The trial lasted seven months. Corona was again convicted of the crimes on September 23, 1982, and returned to prison after the strategy failed to persuade the jury, which deliberated for 54 hours over a two-week period, of his innocence. Afterward, the foreman told the press that the most incriminating piece of evidence against Corona was his work ledger, for which the labor contractor had "no reasonable explanation." He said the jury had dismissed the defense's contention that Natividad committed the murders. "He wasn't in Marysville enough to have committed the bulk of the killings," he said.

== Imprisonment and death ==
Corona was first incarcerated at Vacaville's California Medical Facility, 9 mi from Fairfield, because of the heart irregularities. In December 1973, he was stabbed 32 times in his cell, lost his left eye, and had a blade permanently lodged behind his right eye because he had bumped into a fellow inmate in a corridor and failed to say "excuse me." Of the five men questioned, including the one involved in the bumping incident, one identified as the bumped man's sexual partner, and three inmates identified as friends of the partner, four were charged with assault with a deadly weapon.
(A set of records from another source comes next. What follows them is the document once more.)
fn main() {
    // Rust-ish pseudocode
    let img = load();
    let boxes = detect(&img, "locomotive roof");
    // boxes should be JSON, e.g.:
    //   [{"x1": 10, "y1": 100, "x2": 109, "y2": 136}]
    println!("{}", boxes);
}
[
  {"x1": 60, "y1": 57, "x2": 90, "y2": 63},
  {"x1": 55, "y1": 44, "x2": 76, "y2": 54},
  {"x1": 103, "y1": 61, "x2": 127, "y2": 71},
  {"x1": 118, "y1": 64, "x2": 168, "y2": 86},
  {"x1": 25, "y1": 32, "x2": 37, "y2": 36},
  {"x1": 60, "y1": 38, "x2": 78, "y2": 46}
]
Corona was transferred to Correctional Training Facility (CTF), in Soledad, California. In 1974 his wife filed for divorce, which was granted on July 30. In 1992, Corona was transferred from CTF to Corcoran State Prison. It was reported in 1998 that Corona was suffering from Alzheimer's disease. He was denied parole eight times. During a 2011 parole hearing, Corona admitted to the murders, saying that the victims were "winos" who had been trespassing on his property. However, at a parole hearing in 2016, Corona said he could not recall committing the murders.

On March 4, 2019, Corona died from natural causes at the age of 85, at a hospital near Corcoran State Prison.

==Media and popular culture==
- In the 1974 film Female Trouble, character Dawn Davenport claims, "I had an affair with Juan Corona!"
- Lyvia's House, (film), Stonecutter Media, 2023. The film's sub-plot references a fictionalised version of the murders.